Bills Commanders Football

Buffalo Bills running back James Cook (4) runs during a game against the Washington Commanders, Sunday, in Landover, Md. 

ORCHARD PARK — Just about the time Tropical Storm Ophelia relented, James Cook finally found daylight.

The Buffalo Bills hammered the Washington Commanders defensive line all game. Running backs found a few yards here and a few yards there, but at times it seemed counterproductive.

In the past the Bills may have abandoned the run before the defense could break, but one of the quiet changes to the offense over the last two weeks has been sticking with the plan until it pays off. Early in the fourth quarter, the Bills managed 86 yards on 27 designed run calls, as only Josh Allen’s 46 yards on scrambles seemed to work.
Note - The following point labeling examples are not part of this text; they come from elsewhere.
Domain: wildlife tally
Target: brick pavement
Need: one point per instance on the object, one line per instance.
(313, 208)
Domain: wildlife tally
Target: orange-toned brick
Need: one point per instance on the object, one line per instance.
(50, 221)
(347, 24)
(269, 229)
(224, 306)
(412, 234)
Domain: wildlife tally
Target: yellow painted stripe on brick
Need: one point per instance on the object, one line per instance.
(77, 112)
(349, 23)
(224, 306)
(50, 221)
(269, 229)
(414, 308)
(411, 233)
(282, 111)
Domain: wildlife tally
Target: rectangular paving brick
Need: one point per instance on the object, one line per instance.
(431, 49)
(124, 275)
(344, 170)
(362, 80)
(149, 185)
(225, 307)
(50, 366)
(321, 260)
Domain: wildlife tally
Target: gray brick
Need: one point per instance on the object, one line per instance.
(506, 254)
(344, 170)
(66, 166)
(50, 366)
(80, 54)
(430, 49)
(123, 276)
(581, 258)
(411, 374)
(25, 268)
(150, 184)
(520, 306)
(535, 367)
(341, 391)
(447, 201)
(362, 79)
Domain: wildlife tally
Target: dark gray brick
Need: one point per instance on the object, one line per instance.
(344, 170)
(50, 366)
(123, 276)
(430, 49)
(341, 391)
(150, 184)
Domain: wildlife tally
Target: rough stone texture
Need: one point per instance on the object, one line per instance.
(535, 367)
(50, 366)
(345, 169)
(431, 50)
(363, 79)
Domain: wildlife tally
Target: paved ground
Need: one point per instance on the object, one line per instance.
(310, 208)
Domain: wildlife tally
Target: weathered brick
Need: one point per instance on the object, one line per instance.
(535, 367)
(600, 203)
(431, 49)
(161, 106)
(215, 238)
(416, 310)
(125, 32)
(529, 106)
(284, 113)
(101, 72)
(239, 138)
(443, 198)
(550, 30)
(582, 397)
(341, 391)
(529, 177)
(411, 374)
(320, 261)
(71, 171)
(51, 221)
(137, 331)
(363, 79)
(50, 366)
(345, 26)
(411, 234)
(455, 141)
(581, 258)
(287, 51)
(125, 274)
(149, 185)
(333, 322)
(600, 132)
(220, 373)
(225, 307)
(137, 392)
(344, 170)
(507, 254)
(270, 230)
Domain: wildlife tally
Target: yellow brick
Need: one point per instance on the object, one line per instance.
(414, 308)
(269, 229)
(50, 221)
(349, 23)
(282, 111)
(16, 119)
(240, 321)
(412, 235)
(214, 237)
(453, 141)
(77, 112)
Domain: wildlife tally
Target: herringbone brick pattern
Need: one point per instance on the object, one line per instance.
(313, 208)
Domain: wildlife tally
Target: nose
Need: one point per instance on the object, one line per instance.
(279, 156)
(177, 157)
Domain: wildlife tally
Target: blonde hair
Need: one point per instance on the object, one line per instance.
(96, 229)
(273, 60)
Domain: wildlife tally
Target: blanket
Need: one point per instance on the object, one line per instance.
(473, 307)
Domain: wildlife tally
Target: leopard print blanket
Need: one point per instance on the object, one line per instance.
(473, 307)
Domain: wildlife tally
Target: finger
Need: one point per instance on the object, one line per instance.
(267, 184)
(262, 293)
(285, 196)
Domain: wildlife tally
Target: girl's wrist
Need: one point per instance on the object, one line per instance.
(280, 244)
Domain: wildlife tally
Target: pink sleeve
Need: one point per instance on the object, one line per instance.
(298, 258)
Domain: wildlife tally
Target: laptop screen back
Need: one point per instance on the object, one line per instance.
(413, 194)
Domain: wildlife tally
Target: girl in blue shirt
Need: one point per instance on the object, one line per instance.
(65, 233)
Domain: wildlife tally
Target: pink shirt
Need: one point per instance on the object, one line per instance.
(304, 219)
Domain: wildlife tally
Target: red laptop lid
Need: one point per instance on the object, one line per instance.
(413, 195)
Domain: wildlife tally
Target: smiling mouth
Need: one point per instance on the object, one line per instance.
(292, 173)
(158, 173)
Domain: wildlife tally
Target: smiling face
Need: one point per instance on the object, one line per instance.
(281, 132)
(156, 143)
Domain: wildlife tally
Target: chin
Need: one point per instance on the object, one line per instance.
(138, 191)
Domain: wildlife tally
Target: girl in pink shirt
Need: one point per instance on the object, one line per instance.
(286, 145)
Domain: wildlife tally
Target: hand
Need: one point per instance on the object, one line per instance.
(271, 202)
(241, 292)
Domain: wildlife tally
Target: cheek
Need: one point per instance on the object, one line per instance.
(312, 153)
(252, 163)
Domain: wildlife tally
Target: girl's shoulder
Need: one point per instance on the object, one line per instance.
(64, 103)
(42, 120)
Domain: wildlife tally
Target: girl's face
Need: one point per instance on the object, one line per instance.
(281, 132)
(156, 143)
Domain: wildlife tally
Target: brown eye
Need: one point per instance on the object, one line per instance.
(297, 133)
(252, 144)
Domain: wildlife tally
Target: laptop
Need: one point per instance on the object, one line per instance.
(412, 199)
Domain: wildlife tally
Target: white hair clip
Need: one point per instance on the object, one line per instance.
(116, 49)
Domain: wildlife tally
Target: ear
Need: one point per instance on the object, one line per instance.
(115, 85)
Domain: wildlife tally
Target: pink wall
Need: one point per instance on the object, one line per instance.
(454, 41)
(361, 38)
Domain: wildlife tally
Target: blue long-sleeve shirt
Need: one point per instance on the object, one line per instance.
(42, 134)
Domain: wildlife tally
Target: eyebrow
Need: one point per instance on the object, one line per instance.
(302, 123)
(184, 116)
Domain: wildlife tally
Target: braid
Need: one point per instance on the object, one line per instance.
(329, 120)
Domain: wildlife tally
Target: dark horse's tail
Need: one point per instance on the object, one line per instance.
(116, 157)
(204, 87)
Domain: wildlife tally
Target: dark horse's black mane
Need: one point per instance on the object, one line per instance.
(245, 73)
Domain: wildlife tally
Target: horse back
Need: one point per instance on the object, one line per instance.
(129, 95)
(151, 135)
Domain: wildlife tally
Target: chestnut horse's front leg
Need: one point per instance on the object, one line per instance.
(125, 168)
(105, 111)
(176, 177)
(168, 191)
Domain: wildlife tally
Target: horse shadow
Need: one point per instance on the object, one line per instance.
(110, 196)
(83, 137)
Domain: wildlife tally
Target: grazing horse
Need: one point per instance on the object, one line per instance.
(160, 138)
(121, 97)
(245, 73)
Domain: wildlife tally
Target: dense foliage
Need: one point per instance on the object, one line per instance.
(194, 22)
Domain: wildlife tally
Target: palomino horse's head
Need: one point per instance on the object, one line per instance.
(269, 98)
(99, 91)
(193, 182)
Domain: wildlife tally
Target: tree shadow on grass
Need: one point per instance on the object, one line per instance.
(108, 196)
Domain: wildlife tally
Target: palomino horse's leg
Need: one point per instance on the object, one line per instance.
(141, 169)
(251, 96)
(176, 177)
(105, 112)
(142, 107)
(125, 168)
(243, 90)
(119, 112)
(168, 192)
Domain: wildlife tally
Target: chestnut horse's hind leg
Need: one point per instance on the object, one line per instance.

But then Cook found a crevice in the Washington defense and bolted 34 yards. It was the dam breaking and the desired payoff Buffalo had hoped for by pounding the ball all game.

Cook had a similar 36-yard run against the Las Vegas Raiders during Week 2, giving punctuation to a new ball-control offense that has pummeled defenses stubbornly sticking to game plans designed to limit Allen’s big throws down the field.

And now it may be a primary weapon in stopping a Miami Dolphins offense that leads the NFL in total yards (550.3), passing (362), rushing (188.3) and points (43.3). Meanwhile, the Bills ranked third in the league in time of possession, holding the ball more than 35 minutes per game.

“It’s a high-powered offense, so you have to manage it,” Cook said. “That means you have to run the ball and spread it around just to get them off their game.”

The Bills running game certainly hasn’t been flashy, but it has been effective, more so as the game progresses. Buffalo has four runs of 10 yards or more in the last two halves, but two of them are Allen scrambles.

In the last two second halves, however, the Bills have six runs of more than 10 yards and only one is a scramble by Allen. Buffalo is averaging 5.4 yards per carry in the second half, more than 1/2 yard more than the first half.

Cook, who ranks third in the NFL with 267 yards rushing on 6.1 yards per attempt, has been the main beneficiary of the Bills sticking with the run. Of his 221 yards over the last two games, 170 of them have come in the second halves and he’s averaging 9.4 yards per carry.

“You're gonna get 2 yards, 3 yards and then those are gonna turn into 6-7 yards and then you're gonna start breaking more and more,” Bills guard Connor McGovern said. “... You just keep thinking like just keep wearing down the defense and all of a sudden we start springing more like 8-10 yards and James, all of a sudden, breaks a couple and he's like 16-17 yards downfield and that just like makes up for everything at the beginning of the game.”

One of the faults of the Bills in the season-opening loss to the New York Jets was abandoning the run in the second half in favor of risky, and ultimately, unsuccessful throws downfield. Cook averaged 4.6 yards on eight attempts in the first half against the Jets, but ran four times in the second half, while the Bills handed off seven times total.

Part of staying patient against defenses attempting to limit big plays isn’t just Allen taking what’s given, it’s also offensive coordinator Ken Dorsey sticking with the run until 3 yards grow into bigger chunks.

“I think just being able to establish that run game and be two-dimensional, throw the ball, run the ball,” McGovern said. “We're just starting to click more as an offense together, like we just needed those live bullets together, all five of us (offensive linemen). Now things are slowly just starting to click more and more together.”

Running the ball has also helped the Bills unlock different ways to manipulate defenses, particularly through play-action passes. Buffalo showed more willingness to play under center against the Commanders and Allen completed three passes of more than 20 yards, with two 30-yard plays, including a 35-yard touchdown pass to Gabe Davis.

The Bills also brought in guard David Edwards as a sixth offensive linemen six times, including on all three of the aforementioned passes. The Bills managed just 140 yards from running backs in two games against the Dolphins at Highmark Stadium last season, which played a role in both being close, high-scoring games.

“It allows you to give defenses different looks from an under-center-standpoint, then get in the gun and do some different things with that same personnel grouping,” Dorsey said. “It allows you to be multiple and change the picture for the defense. It’s something I think Josh is effective at, and Josh has done well throughout his career with the (play-action) game.”

NOTES: Bills OL Ryan Bates (ankle), DE Leonard Floyd (ankle), S Micah Hyde (hamstring), DB Siran Neal (ankle) and S Jordan Poyer (knee) did not participate in practice Wednesday, while CB Taron Johnson was limited with a hip injury. Dolphins OT Terron Armstead (back, ankle, knee), WR River Cracraft (shoulder), WR Erik Ezukanma (neck), LB Jaelan Phillips (oblique) and C Connor Williams (groin) did not practice Wednesday, while WR Jaylen Waddle practiced in full after missing Sunday’s game with a concussion. Bills linebacker Terrel Bernard was named AFC defensive player of the week after notching two sacks, an interception and a fumble recovery against the Commanders.